Ada beberapa ide konkrit yang bisa dilakukan sebagai penerapan pendidikan multikultural untuk mengatasi persoalan rasial di dalam lingkungan sekolah. Berikut ini adalah beberapa ide yang patut untuk dipraktekan.
- Anak didik harus benar-benar disiapkan untuk berpartisipasi penuh dalam masyarakat lintas budaya. Untuk itu JNY mengadakan kegiatan seperti Global Discovery Programme(GDP) dan Experiential & Expedition(E&E) Week. GDP adalah program yang sengaja dirancang untuk anak didik agar mereka pergi dan tinggal atau beraktivitas di suatu komunitas lain di luar negeri selama beberapa waktu. Di sana mereka beraktivitas bersama dengan komunitas setempat dalam bidang budaya, akademik, karya sosial dst. Sementara E & E week berfokus pada kegiatan yang sidatnya berintearaksi dengan alam agar di dalam dirinya tumbuh atau perkokoh rasa cintanya terhadap lingkungan hidup.
- Selain kedua program ini peserta didik juga dibantu dan didorong untuk ikut serta dalam kegiatan peduli lingkungan sekitar. Pada kesempatan itu peserta didik dapat melakukan kegiatan bersama dengan anak-anak kampong yang ada di lingkungan sekitar sekolah.
- Untuk dapat mempersiapkan anak didik secara memadai, para pendidik juga harus benar-benar disiapkan agar mereka memiliki kecakapan yang diperlukan untuk membantu anak didiknya untuk belajar secara efektif di tengah lingkungan belajar yang sungguh majemuk tanpa menjadi tertutup terhadap orang lain.
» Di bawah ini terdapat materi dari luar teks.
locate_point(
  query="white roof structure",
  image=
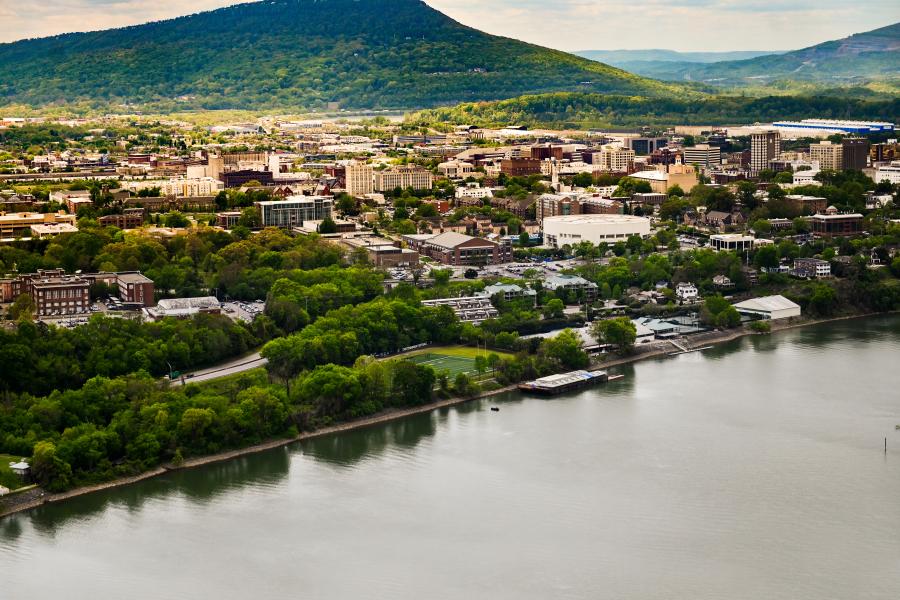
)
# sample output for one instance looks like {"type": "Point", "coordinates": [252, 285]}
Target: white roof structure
{"type": "Point", "coordinates": [772, 307]}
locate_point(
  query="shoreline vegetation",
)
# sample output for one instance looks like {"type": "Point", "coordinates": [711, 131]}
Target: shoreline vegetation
{"type": "Point", "coordinates": [30, 498]}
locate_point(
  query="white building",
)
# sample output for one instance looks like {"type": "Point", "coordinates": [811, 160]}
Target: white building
{"type": "Point", "coordinates": [360, 179]}
{"type": "Point", "coordinates": [687, 292]}
{"type": "Point", "coordinates": [596, 229]}
{"type": "Point", "coordinates": [731, 242]}
{"type": "Point", "coordinates": [769, 307]}
{"type": "Point", "coordinates": [889, 173]}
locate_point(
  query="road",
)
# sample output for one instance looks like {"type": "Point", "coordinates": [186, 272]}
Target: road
{"type": "Point", "coordinates": [238, 365]}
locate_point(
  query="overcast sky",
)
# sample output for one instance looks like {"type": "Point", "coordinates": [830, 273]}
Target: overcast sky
{"type": "Point", "coordinates": [694, 25]}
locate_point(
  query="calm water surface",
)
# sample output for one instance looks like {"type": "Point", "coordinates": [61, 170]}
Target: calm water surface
{"type": "Point", "coordinates": [753, 470]}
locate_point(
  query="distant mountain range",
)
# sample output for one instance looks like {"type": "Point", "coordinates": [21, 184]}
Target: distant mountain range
{"type": "Point", "coordinates": [298, 54]}
{"type": "Point", "coordinates": [858, 59]}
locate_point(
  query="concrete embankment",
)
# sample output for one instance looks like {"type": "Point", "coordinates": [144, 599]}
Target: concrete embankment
{"type": "Point", "coordinates": [35, 498]}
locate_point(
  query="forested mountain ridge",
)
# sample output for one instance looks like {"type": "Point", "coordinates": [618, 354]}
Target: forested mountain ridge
{"type": "Point", "coordinates": [297, 54]}
{"type": "Point", "coordinates": [859, 58]}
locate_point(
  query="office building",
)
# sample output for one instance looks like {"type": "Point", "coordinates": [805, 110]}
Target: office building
{"type": "Point", "coordinates": [360, 179]}
{"type": "Point", "coordinates": [703, 155]}
{"type": "Point", "coordinates": [135, 288]}
{"type": "Point", "coordinates": [596, 229]}
{"type": "Point", "coordinates": [405, 176]}
{"type": "Point", "coordinates": [764, 147]}
{"type": "Point", "coordinates": [855, 153]}
{"type": "Point", "coordinates": [829, 156]}
{"type": "Point", "coordinates": [293, 211]}
{"type": "Point", "coordinates": [614, 159]}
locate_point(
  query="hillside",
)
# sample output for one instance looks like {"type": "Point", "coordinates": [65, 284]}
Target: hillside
{"type": "Point", "coordinates": [858, 59]}
{"type": "Point", "coordinates": [582, 111]}
{"type": "Point", "coordinates": [661, 64]}
{"type": "Point", "coordinates": [297, 54]}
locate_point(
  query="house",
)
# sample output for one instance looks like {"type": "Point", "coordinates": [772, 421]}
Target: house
{"type": "Point", "coordinates": [720, 282]}
{"type": "Point", "coordinates": [769, 307]}
{"type": "Point", "coordinates": [22, 468]}
{"type": "Point", "coordinates": [811, 268]}
{"type": "Point", "coordinates": [510, 292]}
{"type": "Point", "coordinates": [687, 292]}
{"type": "Point", "coordinates": [571, 283]}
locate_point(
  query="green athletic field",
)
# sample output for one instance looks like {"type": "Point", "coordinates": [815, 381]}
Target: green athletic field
{"type": "Point", "coordinates": [454, 365]}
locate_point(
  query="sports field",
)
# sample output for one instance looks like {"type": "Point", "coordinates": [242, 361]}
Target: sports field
{"type": "Point", "coordinates": [454, 360]}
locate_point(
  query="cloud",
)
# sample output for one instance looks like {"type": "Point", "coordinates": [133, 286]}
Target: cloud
{"type": "Point", "coordinates": [563, 24]}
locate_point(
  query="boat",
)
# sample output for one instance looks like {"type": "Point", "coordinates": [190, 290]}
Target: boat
{"type": "Point", "coordinates": [565, 382]}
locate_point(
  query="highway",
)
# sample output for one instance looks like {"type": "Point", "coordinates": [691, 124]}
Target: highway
{"type": "Point", "coordinates": [238, 365]}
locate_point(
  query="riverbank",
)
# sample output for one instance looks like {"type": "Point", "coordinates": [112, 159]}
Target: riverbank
{"type": "Point", "coordinates": [9, 505]}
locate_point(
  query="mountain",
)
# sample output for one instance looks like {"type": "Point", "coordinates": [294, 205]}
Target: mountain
{"type": "Point", "coordinates": [860, 58]}
{"type": "Point", "coordinates": [567, 110]}
{"type": "Point", "coordinates": [661, 64]}
{"type": "Point", "coordinates": [297, 54]}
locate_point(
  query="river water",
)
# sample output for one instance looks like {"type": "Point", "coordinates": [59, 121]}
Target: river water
{"type": "Point", "coordinates": [755, 470]}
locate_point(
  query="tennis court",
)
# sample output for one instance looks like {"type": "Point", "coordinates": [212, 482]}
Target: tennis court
{"type": "Point", "coordinates": [454, 365]}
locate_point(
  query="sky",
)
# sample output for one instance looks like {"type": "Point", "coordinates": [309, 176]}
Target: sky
{"type": "Point", "coordinates": [686, 25]}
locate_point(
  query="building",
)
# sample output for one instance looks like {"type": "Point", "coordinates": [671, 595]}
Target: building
{"type": "Point", "coordinates": [646, 145]}
{"type": "Point", "coordinates": [858, 127]}
{"type": "Point", "coordinates": [687, 292]}
{"type": "Point", "coordinates": [520, 167]}
{"type": "Point", "coordinates": [615, 159]}
{"type": "Point", "coordinates": [135, 288]}
{"type": "Point", "coordinates": [404, 176]}
{"type": "Point", "coordinates": [472, 310]}
{"type": "Point", "coordinates": [293, 211]}
{"type": "Point", "coordinates": [731, 242]}
{"type": "Point", "coordinates": [131, 218]}
{"type": "Point", "coordinates": [459, 249]}
{"type": "Point", "coordinates": [764, 148]}
{"type": "Point", "coordinates": [571, 284]}
{"type": "Point", "coordinates": [829, 156]}
{"type": "Point", "coordinates": [184, 308]}
{"type": "Point", "coordinates": [383, 253]}
{"type": "Point", "coordinates": [836, 224]}
{"type": "Point", "coordinates": [807, 205]}
{"type": "Point", "coordinates": [811, 268]}
{"type": "Point", "coordinates": [59, 296]}
{"type": "Point", "coordinates": [360, 179]}
{"type": "Point", "coordinates": [456, 169]}
{"type": "Point", "coordinates": [510, 292]}
{"type": "Point", "coordinates": [228, 220]}
{"type": "Point", "coordinates": [855, 153]}
{"type": "Point", "coordinates": [889, 173]}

Guru-guru JNY telah berpengalaman dalam mengajar di berbagai institusi pendidikan dengan latar belakang yang berbeda. Guru JNY juga disiapkan untuk menghadapi anak-anak yang berbeda di dalam lingkungan sekolah dengan menyediakan informasi tentang peserta didik yang dilakukan oleh Counseling Department. Selain itu tiap-tiap Departemen juga menyediakan waktu khusus untuk mengadakan Professional Sharing di antara para guru di dalam departemen yang sama.
- Sekolah sebagai lembaga tempat di mana proses belajar terjadi harus juga menunjukkan perannya dengan turut serta untuk ikut ambil bagian dalam kegiatan yang sifatnya merespon kebutuhan riil masyarakat tempat di mana sekolah itu didirikan. Hal itu bisa dilakukan dengan turut ambil bagian untuk mengatasi masalah sosial yang ada di sekitar lingkungan sekolah, misalanya dengan mengadakan kerja bakti, mengadakan pelayanan sosial terhadap keluarga yang kurang mampu, membuka kesempatan bagi anak-anak di sekitar sekolah untuk turut menggunakan fasilitas sekolah atau melakukan kegiatan bersama dengan anak didik di sekolah yang bersangkutan. Jakarta Nanyang School telah melakukan kegiatan semacam ini sejak tahun pertama operasionalnya.
- Dalam praktek di ruang kelas, pendidikan harus berpusat pada siswa dengan meperhatikan aspirasi dan pengalaman siswa. Siswa dilibatkan dalam memutuskan sesuatu yang akan berguna bagi pengembangan dirinya.
- Melakukan kegiatan yang sifatnya cross-culture learning agar anak didik sungguh bisa belajar dari perbedan dan menerima perbedaan sebagai keniscayaan yang harus diterima dan dapat berdamai dengan perbedaan itu.
Daftar kegiatan bisa sangat panjang. Intinya adalah anak didik harus belajar dan mampu untuk merespon secara tepat setiap perbedaan yang ada dalam masyarakat atau yang akan dijumpainya dalam seluruh peziarahan hidupnya dan tidak menjadi bagian dari orang yang menciptakan tembok pemisah atau jurang yang dalam antar warga masyarakat demi memuaskan syahwat politiknya sendiri.